Beberapa kursi dan meja kayu model zaman dulu diletakkan dekat dinding. Lampu gantung klasik berwarna hitam juga menambah kesan klasik yang kuat. Kipas angin gantung pun dibuat selaras dengan model klasik.
Desain bangunan masih klasik. Pintu kacanya pun berbentuk melingkar di bagian atas, begitu juga tiap jendelanya. Di dinding-dinding tergantung hiasan baik vas bunga kecil maupun keramik. kebanyakan benda-benda jadul seperti teko jadul, lampu teplok, jam jadul, tempat gantung baju klasik. Ada juga sangkar burung kosong yang cukup besar dan klasik di letakkan di pinggir ruangan.
Kalau ke ruangan ini memang lebih baik kalau rame jangan sendirian wkwkw kecuali kalian emang berani dan biasa sendiri di tempat klasik-klasik begini.

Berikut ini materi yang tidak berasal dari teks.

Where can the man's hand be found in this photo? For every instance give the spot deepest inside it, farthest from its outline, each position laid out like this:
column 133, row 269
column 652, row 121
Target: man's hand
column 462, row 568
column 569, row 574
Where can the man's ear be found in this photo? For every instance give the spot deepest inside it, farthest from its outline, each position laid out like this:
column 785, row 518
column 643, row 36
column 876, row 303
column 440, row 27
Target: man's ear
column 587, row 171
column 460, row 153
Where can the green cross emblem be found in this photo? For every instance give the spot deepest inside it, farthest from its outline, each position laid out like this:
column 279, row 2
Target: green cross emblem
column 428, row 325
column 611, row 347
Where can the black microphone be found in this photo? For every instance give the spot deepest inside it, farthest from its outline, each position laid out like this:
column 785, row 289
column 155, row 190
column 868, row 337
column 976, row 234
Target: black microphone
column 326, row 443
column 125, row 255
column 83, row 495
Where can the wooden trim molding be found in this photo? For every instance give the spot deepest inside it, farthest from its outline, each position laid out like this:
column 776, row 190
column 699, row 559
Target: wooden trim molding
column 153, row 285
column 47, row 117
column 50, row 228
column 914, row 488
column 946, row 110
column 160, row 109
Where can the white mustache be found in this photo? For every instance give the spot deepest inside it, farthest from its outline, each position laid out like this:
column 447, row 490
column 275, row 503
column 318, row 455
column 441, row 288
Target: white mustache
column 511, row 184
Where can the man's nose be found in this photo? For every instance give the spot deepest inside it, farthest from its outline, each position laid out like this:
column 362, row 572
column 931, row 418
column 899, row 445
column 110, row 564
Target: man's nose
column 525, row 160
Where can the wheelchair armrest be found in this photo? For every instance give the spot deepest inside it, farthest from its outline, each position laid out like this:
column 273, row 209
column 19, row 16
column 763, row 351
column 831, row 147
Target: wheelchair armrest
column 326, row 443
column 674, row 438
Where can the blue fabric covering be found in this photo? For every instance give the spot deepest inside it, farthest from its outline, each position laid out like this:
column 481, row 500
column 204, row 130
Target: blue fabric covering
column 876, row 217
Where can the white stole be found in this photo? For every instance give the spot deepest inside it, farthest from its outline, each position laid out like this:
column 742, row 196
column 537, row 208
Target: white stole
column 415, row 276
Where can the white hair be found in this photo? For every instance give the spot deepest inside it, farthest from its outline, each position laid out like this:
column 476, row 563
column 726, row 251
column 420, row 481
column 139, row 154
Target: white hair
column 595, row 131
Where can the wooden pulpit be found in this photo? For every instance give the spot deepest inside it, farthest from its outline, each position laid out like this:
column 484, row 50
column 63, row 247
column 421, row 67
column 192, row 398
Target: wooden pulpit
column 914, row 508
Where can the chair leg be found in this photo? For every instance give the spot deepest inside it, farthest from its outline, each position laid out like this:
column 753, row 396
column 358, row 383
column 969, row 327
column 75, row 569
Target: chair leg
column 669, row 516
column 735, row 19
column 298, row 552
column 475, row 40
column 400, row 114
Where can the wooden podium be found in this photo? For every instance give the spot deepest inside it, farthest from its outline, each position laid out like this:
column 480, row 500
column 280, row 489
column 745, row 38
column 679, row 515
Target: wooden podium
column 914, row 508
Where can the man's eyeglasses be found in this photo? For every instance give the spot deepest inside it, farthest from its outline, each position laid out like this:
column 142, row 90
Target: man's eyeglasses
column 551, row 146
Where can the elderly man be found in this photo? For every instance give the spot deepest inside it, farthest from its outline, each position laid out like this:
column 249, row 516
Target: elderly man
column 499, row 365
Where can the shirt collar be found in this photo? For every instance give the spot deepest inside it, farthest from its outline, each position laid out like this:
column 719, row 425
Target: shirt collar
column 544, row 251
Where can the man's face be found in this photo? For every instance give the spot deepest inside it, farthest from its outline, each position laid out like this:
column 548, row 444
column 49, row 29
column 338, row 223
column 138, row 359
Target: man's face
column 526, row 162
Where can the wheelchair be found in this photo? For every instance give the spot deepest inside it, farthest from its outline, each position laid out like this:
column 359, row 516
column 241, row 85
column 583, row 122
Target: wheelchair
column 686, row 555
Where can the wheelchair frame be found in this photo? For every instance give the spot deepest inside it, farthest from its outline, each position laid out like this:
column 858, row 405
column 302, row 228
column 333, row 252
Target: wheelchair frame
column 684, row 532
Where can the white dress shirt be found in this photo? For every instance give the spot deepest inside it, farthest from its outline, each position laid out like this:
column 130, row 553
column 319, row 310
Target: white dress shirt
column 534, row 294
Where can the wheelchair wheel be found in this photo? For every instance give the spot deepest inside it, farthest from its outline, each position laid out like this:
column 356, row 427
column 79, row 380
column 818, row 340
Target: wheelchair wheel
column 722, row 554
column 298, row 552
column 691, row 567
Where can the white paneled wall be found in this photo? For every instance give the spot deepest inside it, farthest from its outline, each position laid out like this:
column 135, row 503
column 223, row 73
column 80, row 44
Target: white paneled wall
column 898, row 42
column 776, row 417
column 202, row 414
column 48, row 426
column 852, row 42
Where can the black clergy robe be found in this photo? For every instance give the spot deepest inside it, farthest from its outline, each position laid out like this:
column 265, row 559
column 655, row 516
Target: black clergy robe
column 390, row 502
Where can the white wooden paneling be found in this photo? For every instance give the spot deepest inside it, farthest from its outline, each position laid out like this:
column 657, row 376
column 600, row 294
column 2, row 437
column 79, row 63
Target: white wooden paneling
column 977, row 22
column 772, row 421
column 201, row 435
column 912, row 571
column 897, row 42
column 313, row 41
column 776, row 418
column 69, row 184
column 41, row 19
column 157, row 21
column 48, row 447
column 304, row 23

Bingkai-bingkai foto tampak hitam putih mungkin menjelaskan tentang kehidupan zaman dulu cukup banyak memenuhi dinding-dinding ruangan. Aku tak sempat melihat tentang apa saja.
![]() |
| Ruangan Santai (dok. Pribadi) |
Aku sedikit merasa lega ketika ada beberapa tamu hotel lain yang melewati ruangan ini kemudian keluar lagi. Rata-rata tamu hotel itu adalah turis mancanegara yang ditemani oleh tur guide atau mungkin pasangan hidup mereka. Aku sempat mendengar percakapan mereka dalam bahasa Prancis yang sepertinya mereka adalah turis dan tur guide.
Lobi Hotel
Lobi hotel yang banyak kacanya ini tampak lebih mewah, lebih terang, lebih dingin, lebih ramai, tapi tetap tenang. Seorang resepsionis berdiri di balik mejanya. Beberapa tempat duduk kayu cokelat diisi sebagian tamu hotel yang sedang mengobrol. Vibe di lobi hotel ini tidak se-creepy ruangan santai tadi. Masih ada suara-suara manusia yang mengobrol. Hahaha.
![]() |
| Lobi hotel (dok. Pribadi) |
Musholla dan Toilet
Jika tidak menginap di hotel ini, pengunjung (mungkin untuk seminar atau apa pun) bisa menggunakan mushola dan toilet yang sudah disediakan. Ketika aku mencoba membuka mushollanya, gelaapp dan tidak tampak seperti musholla. Sedangkan toiletnya masih terang.
Tempat Perobekan Bendera
Kami naik ke lantai atas dimana insiden perobekan bendera dulu terjadi. Kami menaiki tangga kayu yang kalau berjalan terdengar suara langkah kaki kami. Di dekat tangga pun ada cermin besar jadi kami akan tahu siapa yang berjalan di depan dan belakang kami. Lampu gantung cukup menerangi tangga menuju lantai atas ini.
Di atas, ada jembatan yang menghubungkan ke ruang terbuka sebelum menuju tempat insiden perobekan bendera itu yang terang itu. Jadi kalau mau ke tempat pengibaran bendera itu, kita harus naik ke atas lagi.
![]() |
| Tempat Perobekan Bendera Belanda (dok. Pribadi) |
Di tempat kami berdiri, lampunya sedang mati tapi masih terbantu dengan lampu-lampu dari gedung Tunjungan Plaza yang terang. Di dekat jembatan itu ada jam jadul. Di bagian bawahnya jendela kaca yang khas zaman dulu, ada kaca patrinya. Dari atas jembatan kita bisa melihat taman yang ada di bawah dan arcade-arcade hotel. Façade bangunan arcade ini mirip sekali dengan bangunan Museum Pos Indonesia Bandung.
Siapa yang mau menginap di sini?
Sebenarnya kalau siang hari, hotel ini terasa tampak seperti hotel lainnya. Tapi kalau malam hari, maasyaAllah kerasa banget apalagi kalau sepi. Haha. Kalau misa ada tawaran menginap di hotel ini mau nggak?
Aku sih mau-mau ajaa. Tapi kayaknya bakal sering di luar kamar hihihi. Kalau pun di dalam kamar, kudu sering dibuat mengaji, sholat dan tidur dengan cepat. Wkwkwk.